Shurley was the son of Thomas Shurley of Isfield, Sussex, by his first wife Anne Pelham, daughter of Sir Nicholas Pelham of Laughton, East Sussex and Anne Sackville; and great-grandson of John Shurley (died 1527) who held the office of Cofferer to King Henry VIII. Sir George Shurley, Lord Chief Justice of Ireland, was his younger brother. Through his mother, he had a useful family connection to Elizabeth I: his grandmother was a first cousin of Anne Boleyn. He matriculated on entry to Hart Hall, Oxford on 22 June 1582, aged 14. He was a student of the Middle Temple in 1591. He succeeded his father in 1579 and was knighted on 11 May 1603. In 1593 he was elected MP for East Grinstead, in 1597 for Steyning and in 1604 for Bramber. He was appointed High Sheriff of Surrey and Sussex for 1616–17. In 1625, he was elected member of parliament for Sussex.[1]
Shurley died at Lewes at the age of about 62.[1] He had married firstly his cousin Jane Shurley, daughter of Sir Thomas Shurley, and secondly Dorothy Goring, daughter of George Goring of Danny House, Sussex and Mary Everard, and widow of the wealthy ironmaster Sir Henry Bowyer. Her husband praised Dorothy as being "the kindest of stepmothers" to his children by Jane.
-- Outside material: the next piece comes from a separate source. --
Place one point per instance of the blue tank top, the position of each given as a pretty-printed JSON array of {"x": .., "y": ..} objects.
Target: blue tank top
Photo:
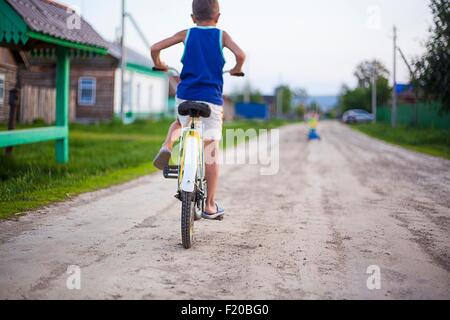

He was survived by five daughters from his first marriage but had no surviving son, and Isfield passed to his brother George's son Robert, and later by marriage into the Radcliffe family. Sir John's best-known daughter was Jane (died 1666), who married as her third husband the leading statesman Denzil Holles, 1st Baron Holles.